Part of Jed’s physical rehab is daily cardio, so walking the kids to and from school has become part his routine. On the colder mornings I worry that the air might affect Jed’s lungs (we moved to Arizona in the past to get away from the cold air due to the pain it caused his lungs pre-transplant), but Jed reassures me that it feels invigorating for him now. As we walk the neighborhood together Jed wants to take the long way home to get more steps in, and I, in a hurry to get my next task done, desire to take the short way. It is in these moments I must stop and take in the beauty of the fact my husband is walking with me, talking and laughing once again.

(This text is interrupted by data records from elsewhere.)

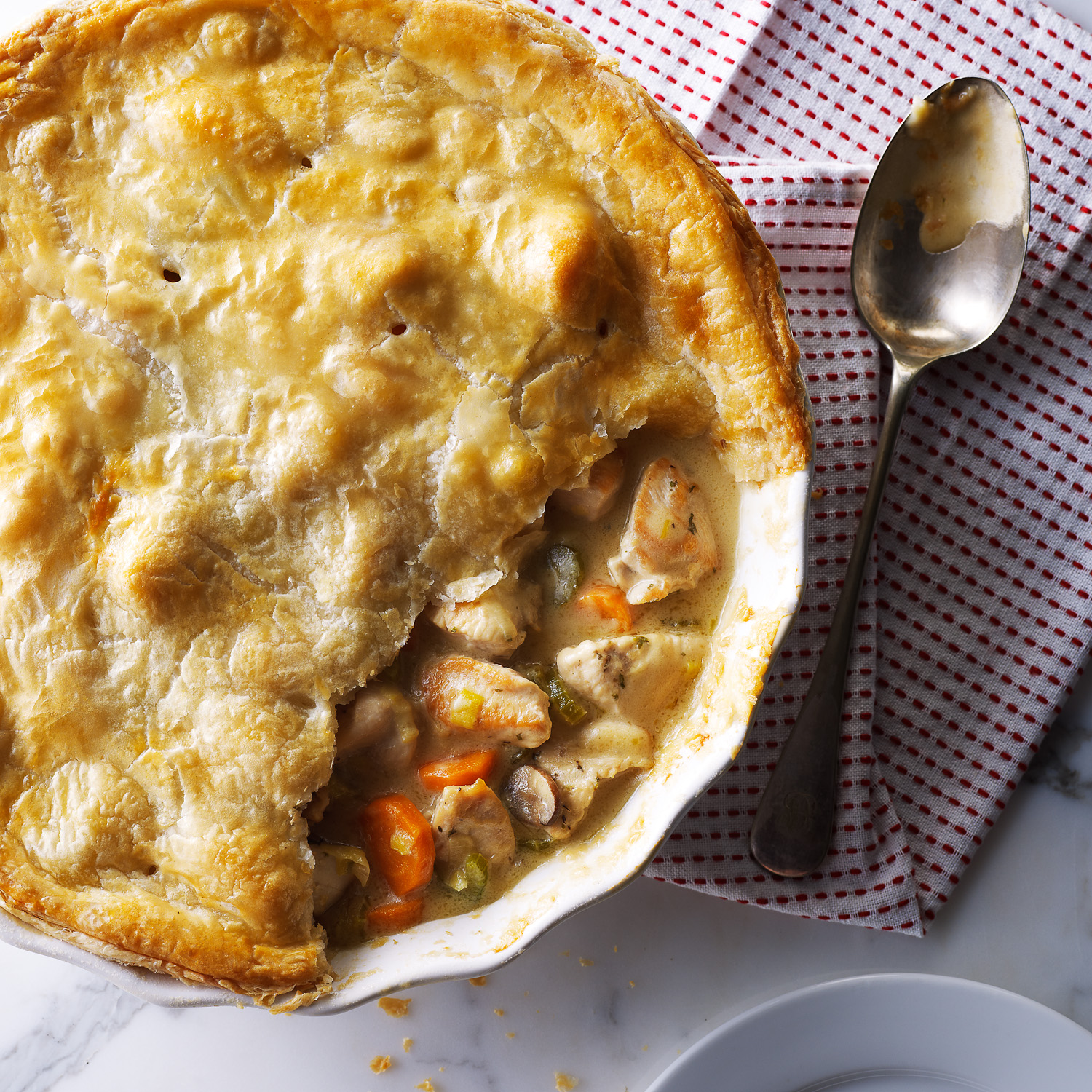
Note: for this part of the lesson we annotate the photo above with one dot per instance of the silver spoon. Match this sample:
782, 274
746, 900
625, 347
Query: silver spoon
954, 179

Six weeks post-transplant Jed and I headed back to the hospital for more tests, an infusion treatment, and check-up. His FEV1 lung function is now at 87% (this is a 9% increase from two weeks ago). Chest x-rays are clear and the Doctor gave Jed clearance to finally drive again (it has been about nine months since he has driven). Kylie has enjoyed her season of sitting in the front seat of the van while dad had to be a back seat-driver. We are still waiting on the test results of Jed’s lung biopsy from his bronchoscopy; visually the Doctor told us everything appears to be healing with minimal scaring. This is the first of five bronchoscopes that he will have done within the year to check for early signs of rejection. With every bronchoscopy there is a small chance of a lung collapse and other complications. Pending Jed has no complications and can stay healthy we will not have to return to the hospital for another six weeks.

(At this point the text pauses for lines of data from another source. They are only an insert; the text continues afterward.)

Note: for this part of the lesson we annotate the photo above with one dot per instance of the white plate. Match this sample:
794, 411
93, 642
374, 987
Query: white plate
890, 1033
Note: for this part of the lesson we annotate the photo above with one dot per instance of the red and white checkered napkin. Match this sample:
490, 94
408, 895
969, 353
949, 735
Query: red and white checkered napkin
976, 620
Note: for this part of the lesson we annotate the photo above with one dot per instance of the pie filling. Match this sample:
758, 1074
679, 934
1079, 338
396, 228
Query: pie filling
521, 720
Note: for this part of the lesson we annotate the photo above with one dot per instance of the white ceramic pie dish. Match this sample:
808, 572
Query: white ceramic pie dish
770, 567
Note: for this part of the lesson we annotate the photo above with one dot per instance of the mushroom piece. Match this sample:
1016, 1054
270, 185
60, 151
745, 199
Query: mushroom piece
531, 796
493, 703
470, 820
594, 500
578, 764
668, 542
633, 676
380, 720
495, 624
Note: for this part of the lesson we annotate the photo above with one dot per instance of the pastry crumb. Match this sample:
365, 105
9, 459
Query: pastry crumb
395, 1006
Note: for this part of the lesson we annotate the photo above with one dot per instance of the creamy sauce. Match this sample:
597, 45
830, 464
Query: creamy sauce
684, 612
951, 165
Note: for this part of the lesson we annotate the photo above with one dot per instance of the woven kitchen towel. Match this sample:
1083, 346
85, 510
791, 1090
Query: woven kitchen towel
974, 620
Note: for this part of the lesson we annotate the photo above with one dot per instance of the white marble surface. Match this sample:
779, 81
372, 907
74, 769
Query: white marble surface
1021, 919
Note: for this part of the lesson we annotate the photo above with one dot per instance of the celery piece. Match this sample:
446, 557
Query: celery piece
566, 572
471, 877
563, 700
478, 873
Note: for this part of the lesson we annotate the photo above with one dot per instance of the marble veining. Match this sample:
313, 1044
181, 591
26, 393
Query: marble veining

We are embracing the miracle we have received, while remembering the reality that Jed’s transplant recovery journey is not over. There are many more doctor appointments, testing, and hospital stays on the road that lies ahead. We know that the journey never will be complete until the day Jed receives his forever lungs in heaven or God heals completely the one’s he has been given. These new lungs are on precious borrowed time that come with an expiration date. This is a truth for everyone. God has given us all a journey to walk. Will we embrace the big and small miracles around us and rejoice in the days we have been given? Through the ups and downs this is the desire of our hearts. We thank God every day for the gift of life and our donor and family.
Psalm 118:24, “This is the day that the Lord has made; let us rejoice and be glad in it.”